A Government Accountability Association (GAO) analysis of data from the Department of Transportation (DOT) and the Social Security Administration (SSA) found that around 563,000 truck drivers with CDLs have a disability. This represents about 4% of all commercial driver’s licenses in the DOT database.
While having a disability may seem contradictory to operating a large commercial vehicle in compliance with federal safety regulations, the GAO states that truck drivers can still meet the requirements to safely operate a commercial vehicle and hold a CDL as long as they undergo careful medical evaluations and reasonable accommodations can be made.
Currently, the only conditions that disqualify a person from driving with disabilities include:
- Cardiovascular disease;
- Certain respiratory diseases;
- Blindness in one eye.
This leaves room for a wide range of other disabilities that should still be acceptable in the trucking industry, as long as the disabled person’s medical evaluation determines they can still safely operate a vehicle with accommodations.
For example, not all visual impairments that count as a disability would necessarily restrict a person from being able to safely operate a commercial vehicle. There are varying levels of visual impairment from mild to severe, and the SSA defines blindness as having a visual acuity of 20/200 or worse, which falls under severe visual impairment. This means that a driver could have a mild visual impairment and still safely operate a vehicle with the right accommodations.
Night blindness, for instance, is a form of visual impairment, but it is not a disability that should restrict a driver from having a CDL, as this is something for which reasonable accommodations can be made. In fact, there are many challenges that come with driving at night, even for someone who doesn’t have a visual impairment, such as general limited visibility and even fatigue.
The FMCSA already has Hours of Service regulations that determine when or how long a truck driver can operate their vehicle. Thus, it is reasonable to expect a trucking company to be able to make accommodations for certain visual impairments, such as limiting a driver’s hours of operation to daytime and avoiding giving them overnight shifts.
The specific accommodations that can be made for truckers with disabilities will again depend on their specific needs based on a skill performance evaluation from a medical expert. After careful evaluation, a doctor may determine that a person with a disability can still operate a vehicle safely, so long as the appropriate accommodations are made.
For example, a truck driver who is missing a leg or has short legs due to a disability may require special pedals to be installed to accommodate the impairment. Other examples of upgrades that trucking companies can make include:
- Hand controls;
- Adaptive electronics controls;
- Left foot accelerators;
- Wheelchair lifts and ramps;
- Reduced effort braking systems.
The National Highway Traffic Safety Administration (NHTSA) even provides a guide for adapting motor vehicles for people with disabilities, which includes accommodations such as:
- High or extra wide doors;
- Larger interior door handles;
- Oversized control knobs with clearly visible labels;
- Support handles;
- Larger or adjustable-size print for dashboard gauges;
- Seat adjusters;
- Dashboard-mounted ignitions.
These are just a few examples of accommodations that would be considered reasonable to ensure a driver with a disability can still safely operate their vehicle while still complying with FMCSA regulations.

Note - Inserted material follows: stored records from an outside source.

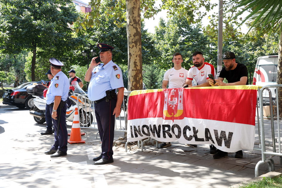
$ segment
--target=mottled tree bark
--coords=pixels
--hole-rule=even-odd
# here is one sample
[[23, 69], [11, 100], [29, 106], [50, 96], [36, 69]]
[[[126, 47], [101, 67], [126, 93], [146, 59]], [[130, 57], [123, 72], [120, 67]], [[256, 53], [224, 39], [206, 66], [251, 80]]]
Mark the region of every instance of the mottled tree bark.
[[[279, 47], [278, 49], [278, 63], [277, 66], [277, 84], [282, 84], [282, 26], [280, 27]], [[282, 115], [282, 88], [278, 88], [278, 104], [280, 117]]]
[[140, 0], [126, 0], [128, 91], [142, 89], [142, 50]]

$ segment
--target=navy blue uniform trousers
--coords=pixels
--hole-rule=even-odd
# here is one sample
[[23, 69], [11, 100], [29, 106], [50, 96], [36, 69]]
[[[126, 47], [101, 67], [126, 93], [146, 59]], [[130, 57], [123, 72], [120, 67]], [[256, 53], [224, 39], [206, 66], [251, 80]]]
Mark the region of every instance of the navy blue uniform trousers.
[[[54, 124], [54, 137], [55, 137], [55, 143], [52, 146], [51, 149], [53, 150], [59, 150], [63, 152], [66, 152], [68, 150], [68, 130], [66, 125], [66, 112], [67, 111], [67, 104], [65, 104], [63, 106], [61, 109], [60, 109], [60, 106], [57, 109], [57, 119], [52, 118], [53, 123]], [[53, 106], [50, 106], [49, 108], [50, 113], [52, 114]], [[61, 117], [60, 118], [60, 122], [58, 122], [59, 116], [59, 111], [61, 110]], [[59, 129], [59, 134], [57, 136], [57, 131], [58, 130], [58, 123], [60, 123], [60, 127]]]
[[[51, 114], [50, 113], [50, 107], [49, 105], [46, 104], [46, 107], [45, 108], [45, 120], [46, 120], [46, 123], [47, 125], [46, 128], [47, 128], [47, 131], [51, 132], [52, 131], [52, 117]], [[52, 108], [53, 109], [53, 108]]]
[[102, 141], [102, 158], [113, 159], [113, 143], [114, 132], [115, 115], [113, 115], [117, 104], [117, 97], [106, 102], [104, 100], [94, 105], [95, 116], [99, 134]]

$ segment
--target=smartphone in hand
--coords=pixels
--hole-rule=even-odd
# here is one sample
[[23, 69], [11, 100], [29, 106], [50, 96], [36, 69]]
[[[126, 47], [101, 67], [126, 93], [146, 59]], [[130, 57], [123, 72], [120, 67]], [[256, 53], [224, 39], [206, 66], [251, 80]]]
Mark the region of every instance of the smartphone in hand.
[[95, 61], [97, 63], [99, 63], [101, 62], [101, 60], [100, 59], [100, 56], [99, 56], [97, 58], [95, 59]]
[[215, 84], [216, 83], [216, 81], [214, 80], [214, 75], [212, 75], [212, 74], [208, 74], [208, 76], [209, 76], [209, 77], [214, 80], [214, 84]]

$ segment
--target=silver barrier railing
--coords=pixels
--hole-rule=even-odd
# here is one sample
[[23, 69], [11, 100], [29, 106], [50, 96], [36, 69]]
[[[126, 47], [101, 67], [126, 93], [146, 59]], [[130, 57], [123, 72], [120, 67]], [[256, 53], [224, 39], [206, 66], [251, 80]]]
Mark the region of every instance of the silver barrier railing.
[[[260, 131], [260, 142], [261, 144], [261, 160], [258, 161], [256, 165], [255, 168], [255, 176], [256, 177], [259, 176], [259, 168], [260, 166], [263, 164], [267, 163], [268, 164], [268, 169], [269, 172], [271, 172], [274, 170], [275, 167], [274, 162], [272, 158], [274, 156], [279, 156], [280, 162], [280, 165], [282, 164], [282, 153], [281, 153], [281, 140], [280, 139], [280, 117], [279, 115], [279, 106], [278, 97], [278, 92], [276, 92], [275, 103], [275, 106], [276, 106], [276, 112], [277, 114], [277, 132], [278, 134], [278, 151], [277, 152], [276, 151], [276, 146], [275, 142], [276, 139], [275, 138], [275, 129], [274, 126], [274, 118], [273, 114], [273, 102], [272, 100], [272, 94], [271, 90], [269, 88], [273, 88], [276, 89], [276, 91], [278, 91], [279, 88], [282, 88], [282, 85], [269, 85], [263, 87], [260, 91], [259, 91], [259, 100], [260, 110], [260, 123], [258, 122], [258, 127], [259, 131]], [[270, 114], [270, 119], [271, 126], [271, 137], [272, 140], [272, 146], [271, 145], [270, 143], [269, 144], [269, 146], [272, 147], [272, 152], [267, 151], [266, 150], [266, 142], [267, 140], [266, 140], [265, 135], [265, 134], [264, 124], [264, 123], [263, 119], [263, 93], [264, 91], [265, 90], [268, 91], [269, 97], [269, 110]], [[258, 119], [259, 118], [258, 114]], [[266, 155], [270, 155], [270, 157], [267, 158]]]
[[[127, 132], [127, 101], [128, 101], [129, 94], [131, 92], [127, 91], [124, 92], [125, 94], [121, 107], [122, 111], [119, 116], [115, 119], [115, 131]], [[94, 103], [88, 99], [88, 96], [87, 94], [85, 94], [79, 95], [77, 96], [76, 104], [79, 109], [80, 110], [79, 110], [79, 114], [81, 126], [85, 129], [98, 129], [95, 117]], [[82, 101], [82, 103], [80, 101]], [[85, 103], [85, 103], [86, 105], [85, 105]], [[84, 104], [85, 104], [84, 105]], [[81, 113], [82, 112], [84, 115], [81, 115]], [[83, 122], [82, 125], [81, 122]], [[98, 138], [99, 133], [99, 132], [97, 132], [96, 134], [96, 138]]]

It’s important for HR professionals in the trucking industry to be familiar with the laws outlined by the EEOC and the ADA. Just because a truck driver is or becomes disabled, does not disqualify them from obtaining or retaining a commercial driver’s license. Furthermore, it is crucial that human resources provide disabled truck drivers with the appropriate resources so they can recover the Social Security Disability benefits they are entitled to.
If a trucking company does not make reasonable accommodations or if they try to restrict their drivers from filing Social Security claims, they could face legal issues. It is not unreasonable to expect a disabled truck driver to hire a lawyer to handle their disability claim if they are facing pushback from their employer.
Employers should strive to foster inclusivity and accommodate a diverse range of needs. It shouldn’t just be about avoiding legal issues and complying with labor laws. Trucking companies should want to do better to create a happier, healthier work environment. With a more inclusive mindset, companies are more likely to attract valuable employees who can help the company grow and succeed.